Over a dozen premature babies were overdosed with the blood thinner, Heparin, at Christus Spohn Hospital South in Corpus Christi, Texas. We recently reported on the tragic death of twin, Keith; now Kay Lynn Garcia, his sister, has died, according to an attorney for the Garcia family.
Heparin, an anticoagulant used to clean intravenous tubes and prevent blood from clotting in the lines, is the drug involved in Dennis Quaid’s twins’ overdose this past autumn at Cedars-Sinai Hospital in Los Angeles, California. In that case, the Heparin was made by Baxter Healthcare. Christus Spohn Hospital South said the Heparin used in its case was not made by Baxter, but would not say who manufactured it because the mistake was a mixing error, not a confusion of bottle labels.
Spokeswoman Sherry Carr-Deer confirmed 14 babies received a more concentrated dose of Heparin than prescribed saying, “We know for sure, we know absolutely for sure, that there were 14 babies who got the concentrated heparin,” Carr-Deer said. She said three other babies were in the unit when the higher doses were given, but could not confirm if those babies were overdosed. The other babies who received a higher-than-prescribed dose of Heparin remain in critical but stable condition at the hospital, Carr-Deer said. According to standard procedure, nurses were supposed to clean the infants’ IV lines with Hep-Lock, a drug containing a very small dose—10 units—of Heparin. Instead, the twins received 10,000 units, or 1,000 times the prescribed amount.

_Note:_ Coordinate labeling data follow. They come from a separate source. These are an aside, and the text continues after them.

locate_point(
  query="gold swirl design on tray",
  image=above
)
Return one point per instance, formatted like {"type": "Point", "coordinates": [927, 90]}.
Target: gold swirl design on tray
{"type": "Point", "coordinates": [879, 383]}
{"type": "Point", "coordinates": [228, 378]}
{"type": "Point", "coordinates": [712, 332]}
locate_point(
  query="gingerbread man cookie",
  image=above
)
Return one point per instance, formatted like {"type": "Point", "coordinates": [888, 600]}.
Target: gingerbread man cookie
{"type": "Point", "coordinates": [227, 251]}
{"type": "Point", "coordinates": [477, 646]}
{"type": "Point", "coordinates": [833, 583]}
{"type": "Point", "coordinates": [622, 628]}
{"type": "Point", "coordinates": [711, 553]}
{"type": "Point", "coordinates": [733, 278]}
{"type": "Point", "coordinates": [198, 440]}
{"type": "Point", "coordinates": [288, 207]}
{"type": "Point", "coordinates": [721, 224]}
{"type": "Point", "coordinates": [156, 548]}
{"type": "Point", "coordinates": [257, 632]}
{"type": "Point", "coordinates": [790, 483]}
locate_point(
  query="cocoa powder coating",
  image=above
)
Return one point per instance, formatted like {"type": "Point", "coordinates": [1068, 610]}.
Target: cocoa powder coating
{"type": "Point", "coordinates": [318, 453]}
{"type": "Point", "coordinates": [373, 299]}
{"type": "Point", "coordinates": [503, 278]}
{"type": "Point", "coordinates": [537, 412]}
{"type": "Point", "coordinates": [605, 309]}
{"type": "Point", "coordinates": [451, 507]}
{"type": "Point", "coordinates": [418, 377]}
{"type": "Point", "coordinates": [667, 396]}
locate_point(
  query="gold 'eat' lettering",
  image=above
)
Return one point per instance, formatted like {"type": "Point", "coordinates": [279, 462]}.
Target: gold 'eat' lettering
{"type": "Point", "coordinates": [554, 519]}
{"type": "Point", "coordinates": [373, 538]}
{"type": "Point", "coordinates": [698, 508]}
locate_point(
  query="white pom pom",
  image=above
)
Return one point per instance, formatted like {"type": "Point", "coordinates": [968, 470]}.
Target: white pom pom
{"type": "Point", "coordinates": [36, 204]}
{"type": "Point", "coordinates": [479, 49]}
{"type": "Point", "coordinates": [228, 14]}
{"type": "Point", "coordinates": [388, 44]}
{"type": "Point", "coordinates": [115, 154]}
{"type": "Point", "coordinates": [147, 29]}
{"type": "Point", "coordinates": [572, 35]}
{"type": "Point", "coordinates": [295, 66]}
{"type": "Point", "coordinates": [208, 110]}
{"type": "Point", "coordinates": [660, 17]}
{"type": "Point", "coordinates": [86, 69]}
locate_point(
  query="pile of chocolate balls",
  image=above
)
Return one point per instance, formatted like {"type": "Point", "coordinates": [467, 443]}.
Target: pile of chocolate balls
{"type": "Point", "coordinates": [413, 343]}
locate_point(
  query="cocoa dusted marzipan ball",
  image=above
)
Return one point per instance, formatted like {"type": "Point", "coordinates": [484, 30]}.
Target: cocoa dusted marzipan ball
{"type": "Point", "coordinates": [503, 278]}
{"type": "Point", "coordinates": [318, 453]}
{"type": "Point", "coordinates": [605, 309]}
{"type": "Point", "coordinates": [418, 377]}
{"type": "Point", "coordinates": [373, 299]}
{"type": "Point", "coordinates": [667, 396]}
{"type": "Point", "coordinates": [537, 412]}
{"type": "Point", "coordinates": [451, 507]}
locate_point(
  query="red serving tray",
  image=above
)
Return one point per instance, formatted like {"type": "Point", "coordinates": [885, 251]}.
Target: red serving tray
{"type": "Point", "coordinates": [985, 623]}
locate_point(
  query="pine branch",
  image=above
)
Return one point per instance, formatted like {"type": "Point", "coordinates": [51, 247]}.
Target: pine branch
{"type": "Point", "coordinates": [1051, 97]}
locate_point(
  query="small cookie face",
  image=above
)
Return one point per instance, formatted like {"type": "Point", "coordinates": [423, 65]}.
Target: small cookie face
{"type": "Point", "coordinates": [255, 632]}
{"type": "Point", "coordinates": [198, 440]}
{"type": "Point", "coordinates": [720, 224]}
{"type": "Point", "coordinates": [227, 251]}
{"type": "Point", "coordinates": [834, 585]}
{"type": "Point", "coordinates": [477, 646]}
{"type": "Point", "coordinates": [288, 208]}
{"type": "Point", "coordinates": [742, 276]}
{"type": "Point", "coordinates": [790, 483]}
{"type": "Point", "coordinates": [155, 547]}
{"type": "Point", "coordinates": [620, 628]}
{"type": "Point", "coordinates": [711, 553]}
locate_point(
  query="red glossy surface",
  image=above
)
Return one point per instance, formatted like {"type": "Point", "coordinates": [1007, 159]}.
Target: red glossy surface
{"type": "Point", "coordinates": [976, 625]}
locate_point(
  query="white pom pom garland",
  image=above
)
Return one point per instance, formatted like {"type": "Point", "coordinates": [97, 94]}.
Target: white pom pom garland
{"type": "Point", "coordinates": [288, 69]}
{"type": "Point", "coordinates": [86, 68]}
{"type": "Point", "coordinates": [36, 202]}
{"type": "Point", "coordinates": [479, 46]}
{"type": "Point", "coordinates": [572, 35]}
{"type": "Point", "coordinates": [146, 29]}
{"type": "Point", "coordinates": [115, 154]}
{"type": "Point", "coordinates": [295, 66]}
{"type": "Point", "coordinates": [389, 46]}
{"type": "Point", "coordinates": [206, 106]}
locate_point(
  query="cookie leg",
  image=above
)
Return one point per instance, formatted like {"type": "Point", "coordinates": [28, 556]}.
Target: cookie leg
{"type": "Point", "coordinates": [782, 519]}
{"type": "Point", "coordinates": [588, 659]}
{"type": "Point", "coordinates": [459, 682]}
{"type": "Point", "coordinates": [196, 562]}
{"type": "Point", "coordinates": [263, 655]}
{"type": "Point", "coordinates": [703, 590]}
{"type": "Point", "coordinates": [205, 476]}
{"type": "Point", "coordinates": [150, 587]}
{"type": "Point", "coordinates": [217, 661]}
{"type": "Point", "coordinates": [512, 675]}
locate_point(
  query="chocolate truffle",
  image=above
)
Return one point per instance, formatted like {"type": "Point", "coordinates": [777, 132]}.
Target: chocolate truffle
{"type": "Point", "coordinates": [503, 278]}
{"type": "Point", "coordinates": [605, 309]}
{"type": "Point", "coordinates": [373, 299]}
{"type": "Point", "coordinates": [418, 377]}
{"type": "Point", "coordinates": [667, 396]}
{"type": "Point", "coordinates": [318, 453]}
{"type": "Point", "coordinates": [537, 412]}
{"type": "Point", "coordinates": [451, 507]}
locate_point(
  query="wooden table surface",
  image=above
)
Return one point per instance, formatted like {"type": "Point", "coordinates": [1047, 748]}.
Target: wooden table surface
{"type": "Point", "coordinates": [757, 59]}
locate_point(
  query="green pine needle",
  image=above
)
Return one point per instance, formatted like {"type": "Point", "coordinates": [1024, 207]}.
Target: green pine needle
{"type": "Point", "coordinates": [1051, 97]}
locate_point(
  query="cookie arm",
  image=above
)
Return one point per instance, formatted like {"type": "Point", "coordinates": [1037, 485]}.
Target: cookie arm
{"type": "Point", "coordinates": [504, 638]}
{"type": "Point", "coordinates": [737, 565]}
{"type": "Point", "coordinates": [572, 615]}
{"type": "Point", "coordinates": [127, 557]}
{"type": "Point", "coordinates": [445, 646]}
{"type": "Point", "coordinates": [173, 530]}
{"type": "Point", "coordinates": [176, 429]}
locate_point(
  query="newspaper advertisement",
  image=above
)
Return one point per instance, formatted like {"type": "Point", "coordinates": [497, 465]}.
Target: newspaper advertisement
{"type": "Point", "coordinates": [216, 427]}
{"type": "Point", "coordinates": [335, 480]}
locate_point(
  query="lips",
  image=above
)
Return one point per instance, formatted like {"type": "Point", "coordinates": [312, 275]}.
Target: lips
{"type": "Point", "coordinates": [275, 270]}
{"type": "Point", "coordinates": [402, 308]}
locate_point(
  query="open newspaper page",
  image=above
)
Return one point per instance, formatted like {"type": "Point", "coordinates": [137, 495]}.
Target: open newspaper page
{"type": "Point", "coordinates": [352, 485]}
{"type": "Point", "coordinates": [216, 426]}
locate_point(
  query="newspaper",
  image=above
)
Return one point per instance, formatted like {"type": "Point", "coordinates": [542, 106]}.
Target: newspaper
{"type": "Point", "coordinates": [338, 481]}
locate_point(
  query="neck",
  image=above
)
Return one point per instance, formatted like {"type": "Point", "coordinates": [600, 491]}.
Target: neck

A judge approved the Garcia family’s attorney’s request for a temporary restraining order directing the hospital to save medication, documents, lab results, and vials involved in the babies’ care. “We haven’t filed a lawsuit seeking damages, just trying to find out what happened,” the attorney said. He said he plans to ask the court to let him take depositions from hospital personnel. “The babies were roughly four weeks’ premature and should not have been at high risk. The doctor assured the parents the newborns’ lungs were fully developed, he added.
In February 2007, the Food and Drug Administration (FDA) and Baxter International, issued a two-page safety alert warning of the fatal dangers of mistaking high 10,000 unit and low 10 unit dose vials of Heparin. The memo advised hospitals to double-check inventory to ensure dispensing errors did not occur and was issued after three infants died in Indiana when they were mistakenly given adult doses. According to US Pharmecopia, during the past 18 months, there have been roughly 250 medical errors nationwide involving Heparin and children a year or younger. Also, this year tainted Heparin has been implicated in 149 deaths and hundreds of allergy-type reactions. In March, the FDA confirmed it found oversulfated chondroitin sulfate in samples of the active ingredient used in Heparin supplied by Baxter International. The FDA said the chondroitin sulfate was molecularly changed to mimic heparin’s blood-clotting properties. That ingredient was supplied to Baxter by Changzhou SPL, a Chinese plant partially owned by Wisconsin-based Scientific Protein Laboratories. It costs a fraction of the ingredient usually used in heparin, and producers may have used it in an attempt to cut costs.